ユ:こういう時の斥候頼り
集めたアイテムは譲渡なのかとか……
クエスト報酬は具体的になんなのかとか……
一応確認しておきたかったんだが、ツーパンベアの衝撃で全部飛んだ。
ツーパン?
ワンパンからツーパンに?
……弱くなってないか?
とはいえ、『お二人に頼みたい』って言ったからには、俺達の拠点があるフィールドに出るモンスターって事で間違いはないと思う。
とりあえず俺達は、リスト片手に拠点へ帰ってきた。
集めるアイテムの量は大した事はない。
MMOのアイテム集めなんて、100個だの200個だのなんてザラだから、イージーモードな方だ。

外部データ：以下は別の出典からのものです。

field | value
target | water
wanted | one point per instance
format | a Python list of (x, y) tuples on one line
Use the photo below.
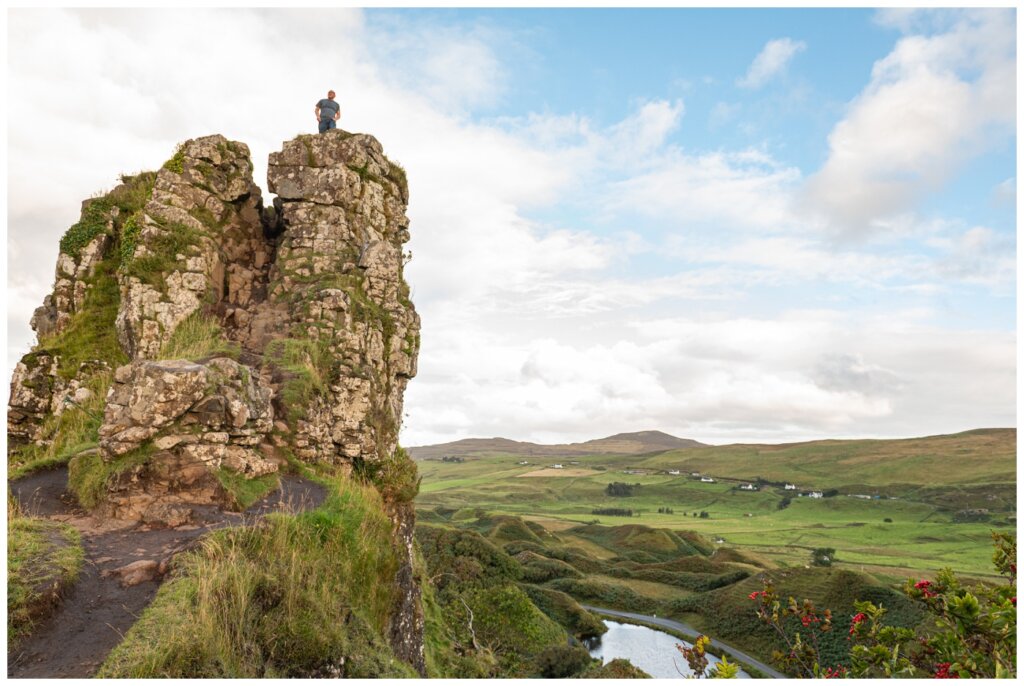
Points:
[(651, 650)]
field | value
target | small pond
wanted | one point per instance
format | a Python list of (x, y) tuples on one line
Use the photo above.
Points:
[(651, 650)]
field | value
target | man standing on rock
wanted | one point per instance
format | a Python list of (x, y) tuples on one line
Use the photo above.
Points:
[(328, 112)]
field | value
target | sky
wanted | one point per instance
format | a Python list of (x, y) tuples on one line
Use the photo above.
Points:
[(732, 225)]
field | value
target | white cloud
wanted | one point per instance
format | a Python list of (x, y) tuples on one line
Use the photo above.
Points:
[(805, 374), (627, 310), (772, 60), (744, 188), (933, 102)]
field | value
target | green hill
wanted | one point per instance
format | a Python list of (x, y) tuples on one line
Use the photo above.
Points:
[(982, 456), (637, 442)]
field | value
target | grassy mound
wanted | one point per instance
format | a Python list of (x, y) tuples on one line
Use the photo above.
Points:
[(604, 594), (616, 669), (637, 542), (728, 614), (303, 595), (476, 605), (44, 559), (566, 611), (538, 568)]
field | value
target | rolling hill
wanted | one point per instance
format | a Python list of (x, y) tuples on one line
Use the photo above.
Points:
[(638, 442)]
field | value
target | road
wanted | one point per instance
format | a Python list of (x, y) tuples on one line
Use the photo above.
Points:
[(686, 629)]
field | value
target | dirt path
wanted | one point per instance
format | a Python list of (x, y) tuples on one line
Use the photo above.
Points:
[(686, 629), (93, 617)]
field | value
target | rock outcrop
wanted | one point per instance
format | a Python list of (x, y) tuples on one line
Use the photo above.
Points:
[(216, 337)]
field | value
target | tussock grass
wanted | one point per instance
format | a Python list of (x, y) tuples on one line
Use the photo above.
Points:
[(312, 367), (91, 333), (199, 336), (43, 558), (88, 475), (246, 491), (290, 597), (173, 240), (75, 430)]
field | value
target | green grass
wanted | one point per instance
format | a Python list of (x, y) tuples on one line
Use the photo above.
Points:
[(89, 475), (93, 221), (983, 456), (921, 539), (164, 248), (44, 559), (311, 367), (199, 336), (288, 598), (75, 430), (245, 491), (176, 163), (91, 334)]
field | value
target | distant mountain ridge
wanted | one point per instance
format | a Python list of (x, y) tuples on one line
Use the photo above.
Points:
[(637, 442)]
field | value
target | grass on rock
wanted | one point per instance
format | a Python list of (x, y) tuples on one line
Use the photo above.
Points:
[(288, 598), (43, 559)]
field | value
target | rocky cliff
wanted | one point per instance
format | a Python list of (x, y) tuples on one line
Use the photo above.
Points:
[(197, 342)]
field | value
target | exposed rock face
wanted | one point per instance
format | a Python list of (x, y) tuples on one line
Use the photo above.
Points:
[(312, 295), (339, 270), (32, 388), (199, 419), (200, 242)]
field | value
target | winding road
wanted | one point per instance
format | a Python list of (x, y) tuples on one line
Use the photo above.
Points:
[(686, 629), (98, 610)]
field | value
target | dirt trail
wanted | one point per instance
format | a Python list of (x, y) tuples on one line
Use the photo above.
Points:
[(95, 614)]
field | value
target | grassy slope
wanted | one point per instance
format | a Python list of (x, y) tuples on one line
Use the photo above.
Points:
[(625, 443), (983, 456), (44, 558), (921, 537), (289, 598)]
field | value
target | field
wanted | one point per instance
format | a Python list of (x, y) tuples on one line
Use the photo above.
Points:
[(909, 529)]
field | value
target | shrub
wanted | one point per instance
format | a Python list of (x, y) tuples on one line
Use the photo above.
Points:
[(559, 661)]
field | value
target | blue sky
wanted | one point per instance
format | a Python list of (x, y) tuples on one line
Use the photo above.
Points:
[(768, 224)]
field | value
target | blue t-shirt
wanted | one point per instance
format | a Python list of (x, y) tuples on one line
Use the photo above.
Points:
[(328, 109)]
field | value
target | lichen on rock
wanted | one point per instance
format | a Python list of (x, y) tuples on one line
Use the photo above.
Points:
[(290, 328)]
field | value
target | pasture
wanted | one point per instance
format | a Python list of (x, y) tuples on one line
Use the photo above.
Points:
[(908, 532)]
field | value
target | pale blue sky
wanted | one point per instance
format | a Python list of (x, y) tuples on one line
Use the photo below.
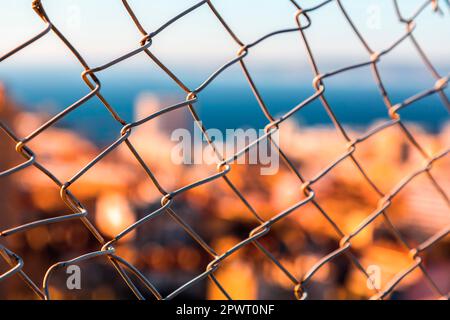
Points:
[(102, 31)]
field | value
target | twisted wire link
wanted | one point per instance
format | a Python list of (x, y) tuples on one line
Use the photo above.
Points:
[(303, 18)]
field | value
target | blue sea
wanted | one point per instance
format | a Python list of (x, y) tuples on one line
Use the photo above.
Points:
[(228, 102)]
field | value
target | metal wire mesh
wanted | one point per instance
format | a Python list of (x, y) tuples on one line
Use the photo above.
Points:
[(304, 19)]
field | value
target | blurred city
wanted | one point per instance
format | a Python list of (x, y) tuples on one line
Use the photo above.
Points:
[(117, 191)]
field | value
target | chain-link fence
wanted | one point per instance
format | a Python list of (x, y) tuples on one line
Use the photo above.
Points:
[(304, 18)]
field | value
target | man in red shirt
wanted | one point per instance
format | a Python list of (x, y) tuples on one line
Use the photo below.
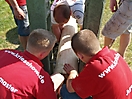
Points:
[(106, 75), (21, 73), (19, 10)]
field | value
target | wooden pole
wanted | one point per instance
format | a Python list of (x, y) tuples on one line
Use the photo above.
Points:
[(39, 18)]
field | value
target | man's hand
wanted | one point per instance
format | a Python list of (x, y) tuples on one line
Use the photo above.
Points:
[(113, 5)]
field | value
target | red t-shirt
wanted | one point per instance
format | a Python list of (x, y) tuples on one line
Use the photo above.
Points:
[(22, 77), (20, 2), (105, 76)]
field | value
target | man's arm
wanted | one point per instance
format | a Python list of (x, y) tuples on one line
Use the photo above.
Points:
[(72, 75), (57, 29), (113, 5), (18, 12)]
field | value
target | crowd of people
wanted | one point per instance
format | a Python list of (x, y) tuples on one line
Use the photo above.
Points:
[(106, 75)]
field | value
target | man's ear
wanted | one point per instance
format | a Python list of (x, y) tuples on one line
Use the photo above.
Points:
[(80, 56)]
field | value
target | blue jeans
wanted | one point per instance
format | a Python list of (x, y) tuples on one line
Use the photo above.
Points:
[(66, 95)]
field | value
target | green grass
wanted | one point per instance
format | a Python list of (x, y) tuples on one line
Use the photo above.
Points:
[(8, 30)]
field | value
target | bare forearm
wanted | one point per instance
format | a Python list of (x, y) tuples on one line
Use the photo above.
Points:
[(73, 74)]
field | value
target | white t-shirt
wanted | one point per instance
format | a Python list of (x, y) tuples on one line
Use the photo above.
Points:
[(77, 9)]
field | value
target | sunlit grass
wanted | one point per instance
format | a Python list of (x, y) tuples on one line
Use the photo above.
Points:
[(8, 31)]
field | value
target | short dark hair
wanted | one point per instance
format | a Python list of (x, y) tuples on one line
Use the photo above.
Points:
[(86, 42)]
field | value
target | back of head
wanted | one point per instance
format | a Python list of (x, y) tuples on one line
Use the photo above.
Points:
[(61, 12), (40, 40), (85, 42)]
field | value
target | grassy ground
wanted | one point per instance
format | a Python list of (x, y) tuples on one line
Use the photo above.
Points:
[(9, 38)]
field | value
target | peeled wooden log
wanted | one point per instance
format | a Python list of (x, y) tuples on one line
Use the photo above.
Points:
[(65, 53)]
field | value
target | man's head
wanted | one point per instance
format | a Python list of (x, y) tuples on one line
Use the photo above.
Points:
[(85, 44), (40, 43), (62, 13)]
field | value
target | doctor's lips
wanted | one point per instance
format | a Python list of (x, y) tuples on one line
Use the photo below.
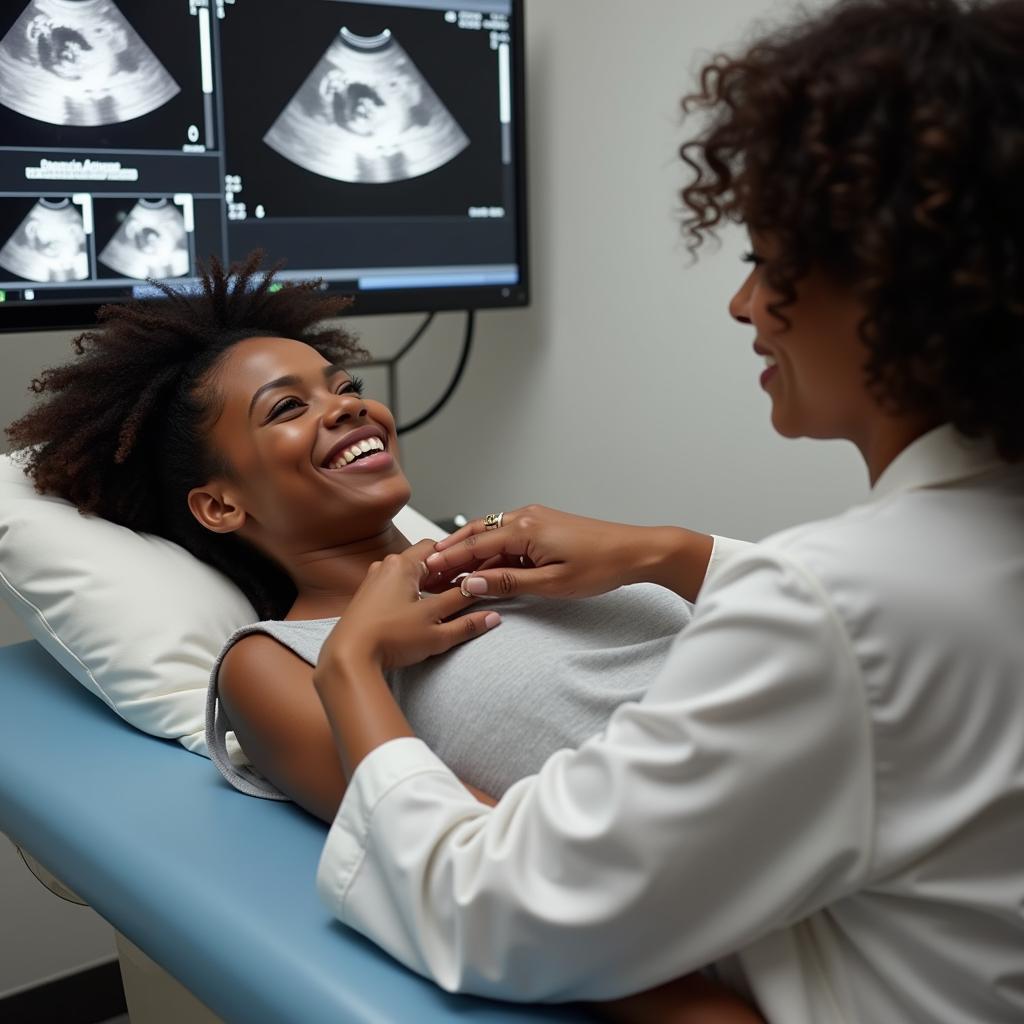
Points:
[(356, 445)]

ただ、見たことの無いモンスターの素材は、それを探す所から始めないといけないから、そこだけ難易度が少し高いか。
「探すかぁー、ツーパンベア」
「だねぇ〜」
俺の呟きに同意しながら、相棒はシステムウィンドウを開いて何かやっている。
「……何してるの?」
「同盟の皆に贈り物の神様のこと教えようと思って」
「あぁ」
俺も同盟チャットを開いて、書き込みを確認する。
キーナ:今日ピリオの露店広場に行ったら、サンタポジションの贈り物の神様に会いました
夾竹桃:はいー!?
キーナ:見る人と同じ種族に見えるタイプのNPCみたいで、僕にはオバケに見えたよ
キーナ:だから特殊な種族の人なら一発でわかるんじゃないかな
ラウラ・アステロイド:えっ!?えっと、あの、えぇっ!?
キーナ:プレゼント集めのお手伝いクエストを受けられたから、やりたい人は探してみるといいかも
ド根性ブラザー:なるほど!!情報感謝する!!
カステラソムリエ:いや待ってくれ
カステラソムリエ:そこの夫婦はいつの間に幽霊になったんだ???
キーナ:昨日!
ユーレイ:種族名はデミ・レイスです。俺はなってません。
夾竹桃:つまりキーナさんが幽霊で、ユーレイさんが幽霊じゃないってことー??
カステラソムリエ:紛らわしいな!
……まぁこうなるよな
カステラさんが神様の件を掲示板に上げていいか訊いてきたので、お好きにどうぞと返事を返してチャットを閉じる。
じゃあ、まずは斥候を飛ばそう。
「ベロニカ、近くの島にツーパンベアってのがいないか見てきてほしい」
「……ツーパンベアってどんなモンスター?」
「……わからん」
「ちょっと」
「たぶん熊。ワンパンベアと似て非なるものだと思う」
「……つまりこの島にいない熊を探せばいいのね」
うちの斥候が優秀で助かる。
飛び立っていったベロニカを見送って、その間に他のアイテムの準備をしておく事にする。
「ストロングハートベリーは必要量少ないな」
「籠に山盛り採れてるんだけどね。……これ、ジャムの他に結晶にもしてみたいな」
「ああ、いいんじゃない。精神上がる結晶になりそうだ」
畑のストロングハートベリーと満ち夢ちトマトを収穫。
鹿の角と狐の毛皮はドロップアイテムだから、熊を狩りに行くついででいいな。
トマトをそれなりに収穫したら、それを結晶にしないとな。
「クロちゃーん、お仕事お願ーい」
「今日はカリッとジューシーに焼き上げた鶏肉にまっしぐらチューブを和えたのが食べたいニャア」
「うぅ~ん、クロちゃんってばグルメにゃんこ!」
「普通に腹が減る」
しょうがない、ベロニカを待ちがてら料理をすることにした。
クロのリクエストに応えつつ……ネビュラやシロや籠の中のオバケ達も気になるみたいだから同じメニューを作って出す。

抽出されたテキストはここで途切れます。